Fashion retailers need to evolve their propositions to succeed at home in the UK and be more targeted overseas, a panel of retailers including Topman advised at the Drapers Digital Forum yesterday.

The panel comprised founder of jewellery etailer MyFlashTrash Amber Atherton, Kieran O’Neill, who was recently named as one of Drapers’ 30 under 30 and is chief executive and co-founder of Thread.com, a men’s personal styling website that combines stylists with an advanced algorithm, Levi Young, co-founder of Enclothed a men’s personal styling website, Topman international trading manager,  digital, Chris Rodger, and Felix Zirkler, chief executive of online styling website Looklet. 

What are your customers demanding?

O’Neill: “Customers expect a lot, they want things to be easy and simple. From our point of view, we focus a lot on how to make it as easy as possible, combining personal stylists with an algorithm.”

Young: “I think we will see a lot more companies like ours – personal styling services. The millennial customer is expecting us to be in tune with what they want. Making things as personal as possible is the future of retail, and that is why you see things like this popping up.”

Atherton: “Our customers aren’t interested in seasons – it is about digital trends and moments, and memes. We totally stay on top of digital trends, because it is all about what is happening now. Our strategy is all about social too.”

Rodger: “We have just over 50% of traffic coming from mobile and it represents just over 30% of sales.
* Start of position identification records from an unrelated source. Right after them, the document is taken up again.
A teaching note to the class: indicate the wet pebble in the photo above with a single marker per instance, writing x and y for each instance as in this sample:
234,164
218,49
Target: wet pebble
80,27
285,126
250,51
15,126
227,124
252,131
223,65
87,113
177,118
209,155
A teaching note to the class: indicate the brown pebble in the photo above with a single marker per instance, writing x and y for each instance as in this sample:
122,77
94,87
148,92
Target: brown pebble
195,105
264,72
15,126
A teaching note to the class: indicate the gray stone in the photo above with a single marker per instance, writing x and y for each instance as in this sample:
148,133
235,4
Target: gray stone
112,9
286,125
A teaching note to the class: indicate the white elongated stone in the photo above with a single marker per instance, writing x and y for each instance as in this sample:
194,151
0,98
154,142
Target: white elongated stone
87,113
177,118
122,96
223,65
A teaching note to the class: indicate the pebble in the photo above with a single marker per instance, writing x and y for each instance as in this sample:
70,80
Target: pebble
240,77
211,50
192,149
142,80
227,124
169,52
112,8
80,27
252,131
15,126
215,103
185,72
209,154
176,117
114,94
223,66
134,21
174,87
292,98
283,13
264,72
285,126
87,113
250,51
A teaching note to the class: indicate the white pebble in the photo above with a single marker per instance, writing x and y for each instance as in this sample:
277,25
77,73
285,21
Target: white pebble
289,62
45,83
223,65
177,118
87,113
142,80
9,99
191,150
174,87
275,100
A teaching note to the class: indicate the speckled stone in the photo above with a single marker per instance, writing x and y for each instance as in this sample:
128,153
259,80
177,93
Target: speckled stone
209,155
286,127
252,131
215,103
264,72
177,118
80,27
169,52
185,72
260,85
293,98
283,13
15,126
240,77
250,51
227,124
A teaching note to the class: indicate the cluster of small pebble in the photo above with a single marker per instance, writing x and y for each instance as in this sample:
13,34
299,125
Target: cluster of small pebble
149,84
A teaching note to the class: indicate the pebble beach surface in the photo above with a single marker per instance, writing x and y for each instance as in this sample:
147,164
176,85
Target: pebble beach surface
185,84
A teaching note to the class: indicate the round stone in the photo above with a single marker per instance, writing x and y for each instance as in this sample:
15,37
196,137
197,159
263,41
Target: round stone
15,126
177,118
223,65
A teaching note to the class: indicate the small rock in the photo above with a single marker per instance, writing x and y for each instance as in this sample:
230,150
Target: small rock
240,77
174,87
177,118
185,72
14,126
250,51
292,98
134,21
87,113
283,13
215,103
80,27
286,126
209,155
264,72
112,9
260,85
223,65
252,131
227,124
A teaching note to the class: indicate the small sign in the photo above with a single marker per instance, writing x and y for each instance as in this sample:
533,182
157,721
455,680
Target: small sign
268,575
So, we are looking at how we can engage people through that journey. Facebook, Instagram and the like have all introduced “buy” buttons in the past year, but it still feels quite invasive. If you look to countries like China and platforms like WeChat, I think you will see more of that in the UK in the future, and that is what we are looking at.”

Zirkler: “For me, mobile is the game changer. I think we will see retailers focusing much more on that user journey.”
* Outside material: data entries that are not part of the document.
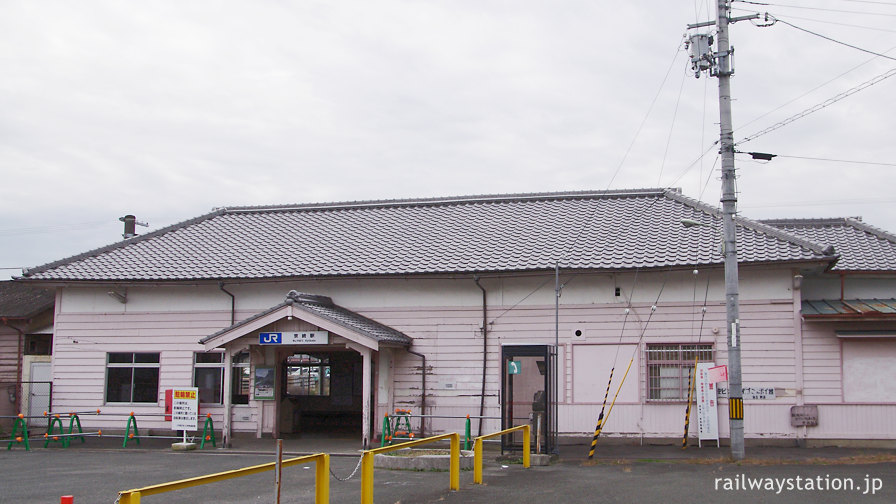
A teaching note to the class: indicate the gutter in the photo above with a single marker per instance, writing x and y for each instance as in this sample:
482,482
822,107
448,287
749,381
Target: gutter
423,391
20,343
484,350
232,303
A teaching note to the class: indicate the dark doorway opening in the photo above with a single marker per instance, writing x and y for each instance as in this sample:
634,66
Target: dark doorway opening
529,391
321,393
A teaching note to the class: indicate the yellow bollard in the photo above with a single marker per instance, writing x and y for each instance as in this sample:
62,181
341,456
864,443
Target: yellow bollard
454,464
527,445
322,481
477,461
130,497
367,478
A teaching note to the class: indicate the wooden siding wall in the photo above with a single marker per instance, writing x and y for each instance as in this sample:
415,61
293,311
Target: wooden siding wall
9,354
171,320
79,356
454,360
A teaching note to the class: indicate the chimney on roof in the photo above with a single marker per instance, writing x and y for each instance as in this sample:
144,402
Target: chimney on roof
130,226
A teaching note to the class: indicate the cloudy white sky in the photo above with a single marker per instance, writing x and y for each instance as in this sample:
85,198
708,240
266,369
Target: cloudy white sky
166,109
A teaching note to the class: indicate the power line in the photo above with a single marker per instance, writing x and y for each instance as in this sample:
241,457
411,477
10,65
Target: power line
816,108
776,20
849,25
836,160
751,121
891,4
840,11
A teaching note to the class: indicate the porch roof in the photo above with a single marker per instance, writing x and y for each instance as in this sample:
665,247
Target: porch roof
320,311
849,308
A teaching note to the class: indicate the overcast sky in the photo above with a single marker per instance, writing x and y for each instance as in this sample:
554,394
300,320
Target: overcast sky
167,109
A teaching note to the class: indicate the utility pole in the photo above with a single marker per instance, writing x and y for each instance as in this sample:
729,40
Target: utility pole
720,65
729,210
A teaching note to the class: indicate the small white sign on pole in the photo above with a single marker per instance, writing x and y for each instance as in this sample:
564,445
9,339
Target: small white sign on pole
707,405
185,409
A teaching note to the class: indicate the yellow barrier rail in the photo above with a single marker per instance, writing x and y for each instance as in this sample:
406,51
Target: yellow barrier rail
477,449
321,479
367,463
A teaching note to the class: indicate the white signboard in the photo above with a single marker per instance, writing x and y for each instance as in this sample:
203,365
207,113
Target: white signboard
185,409
707,405
300,338
752,393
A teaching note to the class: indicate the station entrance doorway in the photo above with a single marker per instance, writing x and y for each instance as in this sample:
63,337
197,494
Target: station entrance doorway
321,393
529,391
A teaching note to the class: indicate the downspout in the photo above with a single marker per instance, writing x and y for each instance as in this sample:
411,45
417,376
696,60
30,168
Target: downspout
422,393
228,372
484,350
20,343
232,302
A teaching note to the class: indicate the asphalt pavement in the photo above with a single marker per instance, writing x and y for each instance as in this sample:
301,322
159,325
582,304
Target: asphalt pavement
96,470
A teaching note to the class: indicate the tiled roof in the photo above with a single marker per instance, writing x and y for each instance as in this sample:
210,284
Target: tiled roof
21,301
604,230
861,247
850,308
324,307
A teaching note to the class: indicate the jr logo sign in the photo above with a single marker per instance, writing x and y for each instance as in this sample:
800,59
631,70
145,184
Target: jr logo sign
270,338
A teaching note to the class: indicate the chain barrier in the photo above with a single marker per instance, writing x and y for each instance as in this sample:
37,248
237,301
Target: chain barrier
350,476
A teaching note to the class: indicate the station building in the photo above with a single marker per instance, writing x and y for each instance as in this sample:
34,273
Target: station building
322,318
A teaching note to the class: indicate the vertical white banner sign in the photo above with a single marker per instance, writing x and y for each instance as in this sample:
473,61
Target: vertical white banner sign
707,405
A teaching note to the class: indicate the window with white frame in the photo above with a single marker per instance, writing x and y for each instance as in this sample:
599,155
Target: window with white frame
307,375
208,376
132,377
669,369
240,376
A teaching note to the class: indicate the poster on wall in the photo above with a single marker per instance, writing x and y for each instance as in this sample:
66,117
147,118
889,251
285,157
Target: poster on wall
707,405
264,383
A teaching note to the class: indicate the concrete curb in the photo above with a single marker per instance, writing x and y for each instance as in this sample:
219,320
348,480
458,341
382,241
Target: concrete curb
422,462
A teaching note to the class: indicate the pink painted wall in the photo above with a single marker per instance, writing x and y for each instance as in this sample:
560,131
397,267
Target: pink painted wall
450,337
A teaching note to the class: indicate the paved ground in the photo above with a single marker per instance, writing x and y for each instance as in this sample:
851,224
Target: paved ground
95,471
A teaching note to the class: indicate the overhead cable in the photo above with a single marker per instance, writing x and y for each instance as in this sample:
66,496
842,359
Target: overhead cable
816,108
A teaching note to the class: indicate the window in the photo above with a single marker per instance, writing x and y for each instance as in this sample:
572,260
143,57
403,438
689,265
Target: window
132,377
669,369
208,376
38,344
241,377
307,375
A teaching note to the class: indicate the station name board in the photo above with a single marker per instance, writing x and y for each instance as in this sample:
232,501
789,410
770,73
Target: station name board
294,338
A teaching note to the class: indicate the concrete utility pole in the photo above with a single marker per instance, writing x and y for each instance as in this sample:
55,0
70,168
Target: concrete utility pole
719,64
729,210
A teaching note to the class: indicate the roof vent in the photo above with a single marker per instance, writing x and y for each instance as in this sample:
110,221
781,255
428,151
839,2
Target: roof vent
302,297
130,226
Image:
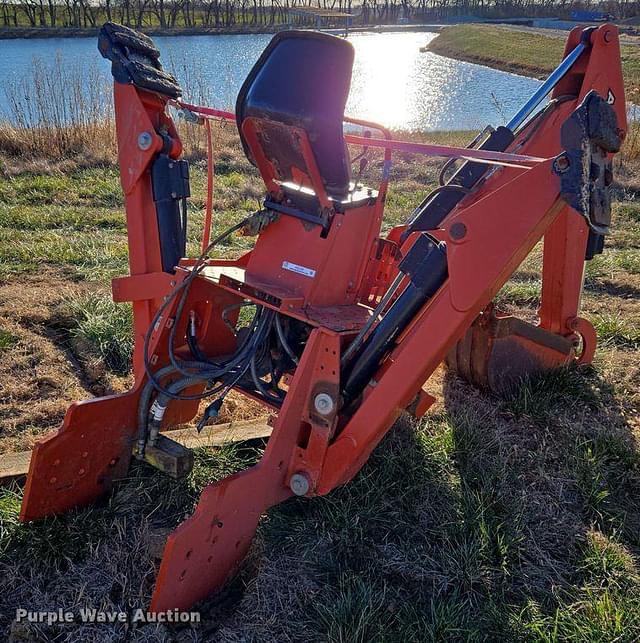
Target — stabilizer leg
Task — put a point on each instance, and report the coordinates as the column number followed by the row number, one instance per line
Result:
column 206, row 549
column 79, row 463
column 498, row 351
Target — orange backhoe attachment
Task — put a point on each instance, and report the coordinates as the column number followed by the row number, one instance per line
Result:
column 334, row 328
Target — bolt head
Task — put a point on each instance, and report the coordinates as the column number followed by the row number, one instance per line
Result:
column 144, row 140
column 299, row 484
column 324, row 404
column 458, row 231
column 562, row 163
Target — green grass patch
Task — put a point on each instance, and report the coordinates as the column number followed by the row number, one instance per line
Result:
column 103, row 330
column 7, row 340
column 613, row 328
column 518, row 51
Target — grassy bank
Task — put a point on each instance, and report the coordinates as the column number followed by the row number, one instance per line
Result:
column 491, row 519
column 525, row 53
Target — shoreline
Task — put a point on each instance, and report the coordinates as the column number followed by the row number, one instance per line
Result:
column 32, row 33
column 448, row 47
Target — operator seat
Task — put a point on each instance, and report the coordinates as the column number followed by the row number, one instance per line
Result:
column 301, row 81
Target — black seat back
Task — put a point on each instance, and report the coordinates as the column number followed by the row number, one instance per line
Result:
column 302, row 79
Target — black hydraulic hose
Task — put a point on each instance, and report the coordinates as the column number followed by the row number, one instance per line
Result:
column 283, row 341
column 182, row 286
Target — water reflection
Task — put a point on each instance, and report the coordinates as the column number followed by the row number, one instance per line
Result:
column 393, row 82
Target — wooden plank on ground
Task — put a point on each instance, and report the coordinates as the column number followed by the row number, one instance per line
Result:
column 16, row 465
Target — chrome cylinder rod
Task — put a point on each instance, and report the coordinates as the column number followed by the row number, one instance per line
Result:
column 554, row 78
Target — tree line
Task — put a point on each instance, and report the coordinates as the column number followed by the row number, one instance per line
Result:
column 229, row 14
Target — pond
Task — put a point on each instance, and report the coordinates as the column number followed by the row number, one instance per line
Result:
column 394, row 83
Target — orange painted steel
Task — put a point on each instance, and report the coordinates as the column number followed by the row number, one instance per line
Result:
column 349, row 267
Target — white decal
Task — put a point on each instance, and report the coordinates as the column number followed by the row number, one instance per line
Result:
column 301, row 270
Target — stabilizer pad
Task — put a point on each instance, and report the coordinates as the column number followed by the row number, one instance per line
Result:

How have you had to adapt your businesses to serve international markets?

Rodger: “We have 250 stores in the UK and more than 150 internationally. These days, we have multiple ways to sell across the international markets. For our strategy, a lot is around pricing. Our research in China found they are shopping across a number of channels and comparing prices. So pricing consistency and checking out competitors is important. We have really had to pinpoint how markets work to know how we target each one.”

Are bloggers losing their importance?

Atherton: “During the last year, bloggers have started charging a lot, and I think it is just really obvious to the consumer that it isn’t a genuine endorsement. So we have shifted our focus away from bloggers to our own customers.”

Chris: “We do a mix of things at Topman. We have brand ambassadors such as Nick Grimshaw in the UK and Nick Jonas in the US. We want to do more with bloggers, but it is time-consuming and you can’t necessarily dictate how they talk about your product. It can also be very resource heavy.”

How will stores need to adapt?

Atherton: “There is an opportunity for stores to change up space, a bit like [London restaurant] Sketch does, by bringing in different artists to redesign the space and making it a talking point.”

Rodger: “I think it is difficult. In an ideal world, we will have lots of concept stores. Our customer definitely still wants to touch and feel the product. In the US, we have fairly low brand presence. When we open a store, we get a massive initial jump to the site, and then it becomes sustained traffic. I absolutely think stores have a future.”

O’Neill: “If we can personalise the experience in store, we would definitely want to go there more often. Physical stores will continue to be important.”